StartingBloc is a social innovation Fellowship that educates, inspires and connects emerging leaders to drive social innovation across sectors,
with a community of over 2,500 international Fellows. The Fellowship's mission is to support "leaders crafting a future that works for all beings." StartingBloc has fifteen local chapters. It has been named as one of the "5 Fellowships to Jumpstart your Changemaking Journey".

StartingBloc Community 

StartingBloc brings together change leaders and social innovators from different sectors, including: entrepreneurs, intrapreneurs, social activists, artists, government workers, educators, students and many others. 2500 Fellows represent 56 countries and work in organizations, such as: IDEO, ReWork, BBC, Nike, Google, Acumen, the World Bank Group.

StartingBloc Institutes 

StartingBloc Fellowship starts with a 5-day intensive Institute, where Fellows develop key leadership skills, join a community of over 2,500 professionals across the globe and cultivate social impact ideas. Institutes have taken place in LA, Boston, DC, New Orleans, among others.

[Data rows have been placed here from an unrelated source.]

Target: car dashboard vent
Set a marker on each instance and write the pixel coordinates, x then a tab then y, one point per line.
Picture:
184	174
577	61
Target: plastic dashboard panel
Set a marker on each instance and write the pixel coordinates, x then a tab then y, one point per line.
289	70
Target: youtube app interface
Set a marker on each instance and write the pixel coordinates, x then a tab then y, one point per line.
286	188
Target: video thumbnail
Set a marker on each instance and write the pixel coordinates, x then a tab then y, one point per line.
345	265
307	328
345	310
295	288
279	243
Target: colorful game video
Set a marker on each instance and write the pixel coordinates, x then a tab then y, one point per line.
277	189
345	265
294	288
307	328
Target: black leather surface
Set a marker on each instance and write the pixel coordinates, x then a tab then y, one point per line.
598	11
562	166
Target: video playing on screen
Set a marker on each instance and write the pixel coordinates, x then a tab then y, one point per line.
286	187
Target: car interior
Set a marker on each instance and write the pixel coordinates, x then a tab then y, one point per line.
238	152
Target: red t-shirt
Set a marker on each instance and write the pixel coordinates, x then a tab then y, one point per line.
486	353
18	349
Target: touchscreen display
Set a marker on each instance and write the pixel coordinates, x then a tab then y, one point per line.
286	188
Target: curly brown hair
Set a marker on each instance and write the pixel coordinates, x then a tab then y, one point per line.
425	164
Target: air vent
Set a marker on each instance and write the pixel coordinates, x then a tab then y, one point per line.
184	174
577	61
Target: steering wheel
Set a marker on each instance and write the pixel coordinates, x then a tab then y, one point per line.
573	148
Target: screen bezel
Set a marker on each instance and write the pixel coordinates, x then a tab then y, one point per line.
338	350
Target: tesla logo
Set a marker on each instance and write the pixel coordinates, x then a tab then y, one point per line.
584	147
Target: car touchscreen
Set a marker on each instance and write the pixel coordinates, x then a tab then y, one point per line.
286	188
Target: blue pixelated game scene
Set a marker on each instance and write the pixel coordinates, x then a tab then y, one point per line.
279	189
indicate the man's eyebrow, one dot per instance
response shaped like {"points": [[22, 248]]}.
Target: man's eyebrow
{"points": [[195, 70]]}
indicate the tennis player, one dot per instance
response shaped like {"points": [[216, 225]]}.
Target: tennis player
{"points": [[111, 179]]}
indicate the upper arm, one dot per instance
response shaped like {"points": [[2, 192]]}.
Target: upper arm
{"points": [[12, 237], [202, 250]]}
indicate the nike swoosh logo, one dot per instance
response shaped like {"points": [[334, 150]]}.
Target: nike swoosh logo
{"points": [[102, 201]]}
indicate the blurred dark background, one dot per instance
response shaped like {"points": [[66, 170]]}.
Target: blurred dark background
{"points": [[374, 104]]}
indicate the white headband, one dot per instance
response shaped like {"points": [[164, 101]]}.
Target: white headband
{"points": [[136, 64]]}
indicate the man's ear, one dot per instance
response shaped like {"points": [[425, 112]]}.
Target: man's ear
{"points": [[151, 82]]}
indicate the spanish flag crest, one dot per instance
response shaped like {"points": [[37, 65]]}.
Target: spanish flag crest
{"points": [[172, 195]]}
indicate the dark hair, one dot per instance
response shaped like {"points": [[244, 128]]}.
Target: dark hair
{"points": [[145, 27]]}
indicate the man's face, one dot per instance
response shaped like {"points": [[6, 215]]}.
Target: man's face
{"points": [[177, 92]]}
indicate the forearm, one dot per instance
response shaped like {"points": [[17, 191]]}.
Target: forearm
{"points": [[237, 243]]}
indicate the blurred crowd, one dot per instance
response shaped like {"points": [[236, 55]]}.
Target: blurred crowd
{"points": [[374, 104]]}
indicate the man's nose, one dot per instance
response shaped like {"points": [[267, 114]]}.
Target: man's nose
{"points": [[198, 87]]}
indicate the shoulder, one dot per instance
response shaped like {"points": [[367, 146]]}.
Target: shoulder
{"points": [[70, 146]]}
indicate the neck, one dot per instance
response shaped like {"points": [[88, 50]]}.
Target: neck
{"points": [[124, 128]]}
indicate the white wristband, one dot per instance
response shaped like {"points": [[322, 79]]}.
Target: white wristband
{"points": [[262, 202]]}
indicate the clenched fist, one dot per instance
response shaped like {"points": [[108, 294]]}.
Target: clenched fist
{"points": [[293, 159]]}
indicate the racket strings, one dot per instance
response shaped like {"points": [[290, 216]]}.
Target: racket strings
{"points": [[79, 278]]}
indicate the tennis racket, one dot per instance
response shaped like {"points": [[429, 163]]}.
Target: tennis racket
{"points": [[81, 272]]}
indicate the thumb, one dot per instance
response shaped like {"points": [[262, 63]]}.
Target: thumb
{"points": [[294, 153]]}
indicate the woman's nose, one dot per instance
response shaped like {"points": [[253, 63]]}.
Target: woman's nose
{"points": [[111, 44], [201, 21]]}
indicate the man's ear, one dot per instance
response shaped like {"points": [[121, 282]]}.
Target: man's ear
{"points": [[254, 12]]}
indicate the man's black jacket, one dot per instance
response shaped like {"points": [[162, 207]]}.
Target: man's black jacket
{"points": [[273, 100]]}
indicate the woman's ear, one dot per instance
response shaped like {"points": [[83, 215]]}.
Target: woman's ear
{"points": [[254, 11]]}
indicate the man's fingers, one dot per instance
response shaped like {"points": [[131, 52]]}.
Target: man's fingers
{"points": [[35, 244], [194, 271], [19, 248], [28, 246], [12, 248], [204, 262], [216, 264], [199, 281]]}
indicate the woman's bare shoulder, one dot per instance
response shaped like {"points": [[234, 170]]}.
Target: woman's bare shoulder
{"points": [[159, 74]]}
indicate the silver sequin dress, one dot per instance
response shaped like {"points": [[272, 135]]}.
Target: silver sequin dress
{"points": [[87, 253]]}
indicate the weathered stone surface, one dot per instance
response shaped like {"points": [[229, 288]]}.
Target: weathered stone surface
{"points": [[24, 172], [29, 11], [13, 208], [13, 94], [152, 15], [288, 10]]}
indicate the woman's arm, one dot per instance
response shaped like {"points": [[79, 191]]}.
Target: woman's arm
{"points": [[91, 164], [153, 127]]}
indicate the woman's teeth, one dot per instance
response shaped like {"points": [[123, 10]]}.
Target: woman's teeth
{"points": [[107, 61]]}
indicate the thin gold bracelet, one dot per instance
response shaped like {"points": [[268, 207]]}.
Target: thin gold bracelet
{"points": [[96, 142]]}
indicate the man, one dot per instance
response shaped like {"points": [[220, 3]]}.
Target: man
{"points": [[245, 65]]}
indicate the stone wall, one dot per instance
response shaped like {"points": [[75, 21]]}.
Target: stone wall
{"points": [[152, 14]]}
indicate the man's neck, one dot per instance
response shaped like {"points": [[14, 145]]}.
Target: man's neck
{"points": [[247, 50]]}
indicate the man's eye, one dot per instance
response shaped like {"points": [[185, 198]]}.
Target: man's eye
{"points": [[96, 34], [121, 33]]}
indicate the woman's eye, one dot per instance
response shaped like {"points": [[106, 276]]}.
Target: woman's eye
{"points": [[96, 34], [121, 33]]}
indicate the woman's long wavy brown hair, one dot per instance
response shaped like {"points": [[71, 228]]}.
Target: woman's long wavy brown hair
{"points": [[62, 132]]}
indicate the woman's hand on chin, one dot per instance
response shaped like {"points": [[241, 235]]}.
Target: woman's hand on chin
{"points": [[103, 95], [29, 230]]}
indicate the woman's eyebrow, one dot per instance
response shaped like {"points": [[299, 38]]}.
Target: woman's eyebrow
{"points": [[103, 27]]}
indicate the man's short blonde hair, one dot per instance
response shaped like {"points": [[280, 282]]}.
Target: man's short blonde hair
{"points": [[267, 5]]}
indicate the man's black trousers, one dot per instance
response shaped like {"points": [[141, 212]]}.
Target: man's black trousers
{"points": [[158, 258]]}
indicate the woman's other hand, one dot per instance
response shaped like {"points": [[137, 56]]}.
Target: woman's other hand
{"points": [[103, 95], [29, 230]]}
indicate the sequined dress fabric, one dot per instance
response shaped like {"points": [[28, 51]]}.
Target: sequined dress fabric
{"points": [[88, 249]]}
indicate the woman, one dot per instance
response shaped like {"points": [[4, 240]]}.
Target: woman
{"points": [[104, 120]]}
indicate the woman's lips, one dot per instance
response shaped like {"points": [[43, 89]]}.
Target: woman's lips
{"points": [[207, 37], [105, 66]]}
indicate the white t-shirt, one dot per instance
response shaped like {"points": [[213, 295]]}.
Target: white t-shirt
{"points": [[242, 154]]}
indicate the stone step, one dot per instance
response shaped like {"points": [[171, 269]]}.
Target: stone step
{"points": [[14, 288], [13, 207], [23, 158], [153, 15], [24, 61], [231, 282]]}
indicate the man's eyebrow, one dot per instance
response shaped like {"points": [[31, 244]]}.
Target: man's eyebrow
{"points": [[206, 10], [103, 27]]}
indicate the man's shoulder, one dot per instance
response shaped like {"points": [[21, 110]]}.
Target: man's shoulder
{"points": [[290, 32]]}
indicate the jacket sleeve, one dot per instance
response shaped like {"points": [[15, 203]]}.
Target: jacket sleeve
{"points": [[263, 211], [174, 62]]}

Participation in the Institute requires a tuition payment of $1,500 to cover programming costs and most meals; participants must provide for their own travel and accommodations.  A limited number of partial and full scholarships is available for accepted candidates on the basis of merit and financial need. In return, fellows receive access to a global network of social innovators, as well as certain benefits arranged specifically for fellows.
The Programming includes:

 Transformative Action: Fellows learn about the most effective ways that citizens create social progress. 
 Polarity Mapping: Many of the issues that leaders face are not problems to be solved but polarities to be balanced.
 Rapid Prototyping: Fellows learn about design thinking and put it into action to tackle the challenges of select local impact organizations.

Institutes bring together speakers from a range of industries, such as Scott Sherman, Executive Director of Transformative Action Institute, Robert Egger, the founder of the DC Central Kitchen & LA Kitchen, and Majora Carter, the CEO of Startup Box.